The digital factory is currently being trialled in Wageningen, The Netherlands. From the end of this month, the prototype will produce liquid bouillon for Unilever’s Food Solutions business, with the possibility of expanding production to mayonnaise, ketchup and ice cream in the future.
Unilever says the concept of the travel factory means that it can be shipped to new locations across the world, making the most of local ingredients. This flexibility and localised production will allow quicker responses to changing demand in local markets, meaning products can be rolled out faster. The model can also be used to produce small volumes for product trials, without the need for mass production lines. This results in low material waste, according to the food manufacturing giant.
The agile travel factory is remotely run by a central Platform Eco System (PES) that uses live production data. Sensors on the line feed data back continuously, so adjustments can be made, and any problems quickly fixed. The container is fitted with all-in-one utility capabilities, requiring just one electricity cable and a single water hose to operate. It covers the end-to-end automated process, from raw materials to cooking through to packaging, to produce 300-tonnes of liquid seasoning per eight-hour shift.
If the travel factory trial is successful, the company says the innovative production solution could expand to other parts of the Unilever portfolio, including beauty and home care products.
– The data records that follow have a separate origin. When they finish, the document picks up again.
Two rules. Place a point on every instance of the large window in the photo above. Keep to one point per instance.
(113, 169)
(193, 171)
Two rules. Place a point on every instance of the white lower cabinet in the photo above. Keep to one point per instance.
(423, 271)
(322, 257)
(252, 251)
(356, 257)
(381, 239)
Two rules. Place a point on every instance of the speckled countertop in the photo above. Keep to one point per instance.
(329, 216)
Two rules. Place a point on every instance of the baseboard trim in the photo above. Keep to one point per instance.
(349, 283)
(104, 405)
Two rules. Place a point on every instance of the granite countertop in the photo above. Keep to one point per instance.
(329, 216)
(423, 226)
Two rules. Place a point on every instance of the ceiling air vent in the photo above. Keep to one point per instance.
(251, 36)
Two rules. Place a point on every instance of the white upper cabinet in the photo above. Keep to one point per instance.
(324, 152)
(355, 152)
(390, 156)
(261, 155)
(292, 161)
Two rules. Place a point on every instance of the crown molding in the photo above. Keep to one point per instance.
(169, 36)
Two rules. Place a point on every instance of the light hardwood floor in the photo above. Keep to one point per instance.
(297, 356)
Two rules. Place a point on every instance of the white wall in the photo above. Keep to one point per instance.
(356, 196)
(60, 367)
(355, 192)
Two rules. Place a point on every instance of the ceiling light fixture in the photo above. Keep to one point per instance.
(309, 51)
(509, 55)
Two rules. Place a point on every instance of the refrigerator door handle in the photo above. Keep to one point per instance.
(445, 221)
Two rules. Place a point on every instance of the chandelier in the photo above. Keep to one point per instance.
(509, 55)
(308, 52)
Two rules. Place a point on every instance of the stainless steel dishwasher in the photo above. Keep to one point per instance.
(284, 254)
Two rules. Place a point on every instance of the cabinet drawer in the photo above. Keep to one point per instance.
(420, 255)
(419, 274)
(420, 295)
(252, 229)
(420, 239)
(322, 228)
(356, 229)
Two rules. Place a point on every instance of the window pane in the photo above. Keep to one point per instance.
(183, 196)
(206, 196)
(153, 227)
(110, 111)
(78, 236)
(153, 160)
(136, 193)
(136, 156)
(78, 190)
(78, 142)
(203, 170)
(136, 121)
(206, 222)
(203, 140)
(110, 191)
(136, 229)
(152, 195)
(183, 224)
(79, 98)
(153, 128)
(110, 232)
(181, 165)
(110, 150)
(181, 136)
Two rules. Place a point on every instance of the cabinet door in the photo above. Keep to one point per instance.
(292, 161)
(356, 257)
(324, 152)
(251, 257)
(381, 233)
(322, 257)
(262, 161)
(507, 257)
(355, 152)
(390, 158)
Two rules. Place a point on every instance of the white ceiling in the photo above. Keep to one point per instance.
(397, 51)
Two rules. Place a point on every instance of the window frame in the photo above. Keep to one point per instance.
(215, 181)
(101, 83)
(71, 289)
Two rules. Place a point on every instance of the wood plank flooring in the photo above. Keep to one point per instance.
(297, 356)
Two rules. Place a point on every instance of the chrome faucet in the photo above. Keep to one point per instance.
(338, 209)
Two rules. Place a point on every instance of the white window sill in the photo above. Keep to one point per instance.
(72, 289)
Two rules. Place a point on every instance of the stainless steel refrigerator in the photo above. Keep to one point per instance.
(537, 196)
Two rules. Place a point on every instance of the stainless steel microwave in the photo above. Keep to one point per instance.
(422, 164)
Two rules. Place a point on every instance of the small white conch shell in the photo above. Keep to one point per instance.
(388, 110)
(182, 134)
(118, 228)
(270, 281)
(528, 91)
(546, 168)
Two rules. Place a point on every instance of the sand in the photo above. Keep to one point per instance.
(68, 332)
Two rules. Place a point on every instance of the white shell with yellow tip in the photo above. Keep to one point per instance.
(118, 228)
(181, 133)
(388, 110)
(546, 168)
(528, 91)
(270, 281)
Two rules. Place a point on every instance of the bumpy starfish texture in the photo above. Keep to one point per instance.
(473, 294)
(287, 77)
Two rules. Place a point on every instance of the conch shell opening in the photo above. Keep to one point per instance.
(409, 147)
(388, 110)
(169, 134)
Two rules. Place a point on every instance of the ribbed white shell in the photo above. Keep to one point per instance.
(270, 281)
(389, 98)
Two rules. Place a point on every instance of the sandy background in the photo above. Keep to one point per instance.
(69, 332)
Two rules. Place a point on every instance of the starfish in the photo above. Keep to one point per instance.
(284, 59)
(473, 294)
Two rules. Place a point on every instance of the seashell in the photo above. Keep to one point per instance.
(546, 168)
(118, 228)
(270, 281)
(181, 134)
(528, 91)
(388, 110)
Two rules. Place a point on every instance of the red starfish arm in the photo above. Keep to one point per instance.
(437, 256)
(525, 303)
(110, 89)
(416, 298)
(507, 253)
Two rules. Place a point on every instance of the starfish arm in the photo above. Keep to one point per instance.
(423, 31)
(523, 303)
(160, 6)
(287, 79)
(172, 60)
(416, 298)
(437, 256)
The company also plans to lease, rent or sell many of these production units to young entrepreneurs, opening up the opportunity for new ways of working to others.
“This travel factory reflects a new dynamic model where thousands of nano factories could be run from a central system, allowing us to have flexible production lines wherever and whenever needed,” said Olivera Trifunovic, Unilever Engineering Manager and project lead of the travel factory.
“I’m incredibly proud of our team who have worked so hard, and so quickly, to bring this start-up to life.”